Infrastructure Software Engineer
Software / AI Infrastructure Engineer – GPU Clusters - Up To Principal – Remote
This position is open to candidates working remotely in the United States or Canada.
Our client is a cloud technology company driving the next generation of AI infrastructure. They empower organizations to build and scale AI and ML solutions without the need for large in-house teams or heavy upfront infrastructure costs. Their global team of engineers works at the forefront of GPU cloud computing, supporting businesses across industries to solve complex, real-world problems.
The company operates with a flat structure, minimal bureaucracy, and a strong focus on ownership, speed, and technical excellence. Engineers work closely with customers and internal teams to design scalable solutions and influence product direction, creating direct impact on how modern AI platforms are built and operated.
The Role
They are looking for someone to build the automation and lifecycle systems that power a global, large-scale GPU-cluster fleet. This is a hands-on engineering role at the intersection of software and physical infrastructure. You will design and build systems that provision, configure, test, and manage physical hardware at scale, working close to the metal by interfacing directly with servers, networks, and management controllers to support highly automated and reliable infrastructure operations.
You will work with cutting-edge NVIDIA hardware that most engineers never get close to, and you'll be helping design systems that often get redesigned within weeks: because that's the pace.
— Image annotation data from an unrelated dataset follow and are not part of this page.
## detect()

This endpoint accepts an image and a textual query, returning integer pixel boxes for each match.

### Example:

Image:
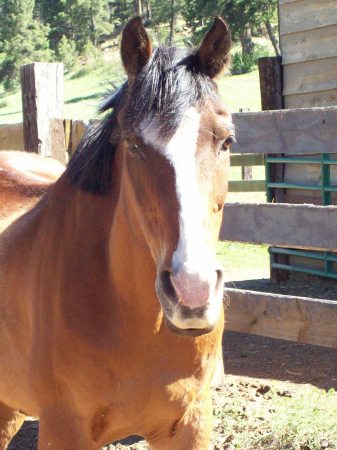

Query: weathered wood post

[21,63,66,163]
[239,108,253,180]
[259,56,289,282]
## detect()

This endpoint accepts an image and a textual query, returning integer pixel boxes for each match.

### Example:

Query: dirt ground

[9,326,337,450]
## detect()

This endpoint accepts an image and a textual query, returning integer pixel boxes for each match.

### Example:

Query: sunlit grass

[214,382,337,450]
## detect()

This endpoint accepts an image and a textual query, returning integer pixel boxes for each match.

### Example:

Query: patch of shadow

[7,420,39,450]
[109,436,144,450]
[65,93,104,105]
[7,420,144,450]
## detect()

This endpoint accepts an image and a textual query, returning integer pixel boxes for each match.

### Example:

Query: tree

[152,0,183,45]
[0,0,53,89]
[182,0,277,55]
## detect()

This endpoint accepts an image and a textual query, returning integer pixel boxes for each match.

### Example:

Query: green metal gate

[266,153,337,280]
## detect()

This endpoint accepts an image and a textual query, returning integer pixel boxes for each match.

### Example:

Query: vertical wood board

[21,63,65,163]
[0,123,24,150]
[283,57,337,95]
[280,0,337,35]
[281,24,337,64]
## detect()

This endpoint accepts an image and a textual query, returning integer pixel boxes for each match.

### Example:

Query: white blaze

[142,108,213,273]
[142,108,222,328]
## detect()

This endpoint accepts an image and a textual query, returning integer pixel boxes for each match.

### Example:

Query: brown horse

[0,18,234,450]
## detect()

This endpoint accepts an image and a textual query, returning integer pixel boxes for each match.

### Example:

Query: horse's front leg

[146,392,213,450]
[38,406,100,450]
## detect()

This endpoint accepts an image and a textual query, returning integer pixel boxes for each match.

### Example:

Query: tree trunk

[169,0,176,45]
[265,20,281,56]
[240,28,254,55]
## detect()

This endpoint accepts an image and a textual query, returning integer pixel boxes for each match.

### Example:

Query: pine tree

[0,0,52,89]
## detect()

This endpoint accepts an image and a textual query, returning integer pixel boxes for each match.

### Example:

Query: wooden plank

[281,24,337,64]
[259,56,284,111]
[228,180,266,192]
[241,166,253,180]
[284,89,337,108]
[280,0,337,35]
[232,107,337,154]
[283,57,337,95]
[21,63,65,163]
[225,288,337,349]
[0,123,24,150]
[220,203,337,251]
[230,153,264,167]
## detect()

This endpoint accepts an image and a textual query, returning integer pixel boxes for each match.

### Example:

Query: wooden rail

[220,203,337,251]
[225,288,337,349]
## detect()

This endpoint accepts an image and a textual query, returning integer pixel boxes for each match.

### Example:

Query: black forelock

[67,47,218,195]
[125,47,217,134]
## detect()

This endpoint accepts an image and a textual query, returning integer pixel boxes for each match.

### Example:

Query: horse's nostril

[160,270,177,298]
[215,269,224,292]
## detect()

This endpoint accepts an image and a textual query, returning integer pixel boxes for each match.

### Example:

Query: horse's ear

[121,16,152,82]
[197,17,231,78]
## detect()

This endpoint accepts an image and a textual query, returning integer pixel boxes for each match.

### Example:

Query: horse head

[118,17,235,336]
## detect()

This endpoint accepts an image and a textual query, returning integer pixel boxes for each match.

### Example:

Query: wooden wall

[279,0,337,108]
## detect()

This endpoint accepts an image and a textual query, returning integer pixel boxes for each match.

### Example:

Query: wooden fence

[0,62,337,348]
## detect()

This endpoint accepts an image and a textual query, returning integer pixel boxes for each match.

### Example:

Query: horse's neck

[109,185,160,312]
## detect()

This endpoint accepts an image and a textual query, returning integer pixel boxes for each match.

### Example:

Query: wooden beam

[228,179,266,192]
[225,288,337,349]
[220,203,337,251]
[232,106,337,154]
[259,56,284,111]
[230,153,264,167]
[21,63,65,163]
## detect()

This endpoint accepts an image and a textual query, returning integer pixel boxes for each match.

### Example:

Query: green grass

[214,382,337,450]
[0,59,261,124]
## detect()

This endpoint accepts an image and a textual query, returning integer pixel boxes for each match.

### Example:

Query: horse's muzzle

[156,269,223,336]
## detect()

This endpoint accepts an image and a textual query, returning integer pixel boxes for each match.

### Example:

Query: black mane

[67,47,218,195]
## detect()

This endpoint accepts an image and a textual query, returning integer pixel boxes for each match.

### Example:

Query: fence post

[259,56,289,283]
[21,63,65,163]
[239,108,253,180]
If you thrive in environments where speed, autonomy, and real engineering ownership matter, this role is for you.
Responsibilities
- Design and develop backend services and automation tooling in Python
- Build and maintain provisioning, testing, and lifecycle management systems for physical hardware, including software that runs directly on bare-metal environments
- Integrate with Linux systems using shell scripting and low-level tooling, and implement CI/CD pipelines for infrastructure-focused software
- Work across networking layers (IPv4/IPv6, DHCP, DNS, network boot) and interface with hardware management controllers and their protocols
- Design NoSQL data stores for system state and orchestration
- Support ARM64 architectures and contribute clear documentation and operational excellence across large machine fleets
What You'll Bring
- Strong Python engineering experience with a solid Linux and shell scripting background
- Hands-on familiarity with bare-metal servers, networking fundamentals, and hardware management interfaces and APIs
- Experience with CI/CD pipelines and NoSQL databases
- The ability to debug complex issues spanning software, hardware, and networks
- A strong ownership mindset and clear communication skills in a distributed team
Nice to Have
- Experience at large infrastructure scale, with ARM platforms in production, or in hardware testing and factory provisioning
- A background in infrastructure automation, internal platform tooling, or open-source systems software
Interview Process
- Preliminary interview
- Technical coding interview
- Final technical deep dive
The Offer
- Base salary up to 250K USD plus bonus and RSUs
- Remote role within the US/Canada
- No take-home assignment throughout the process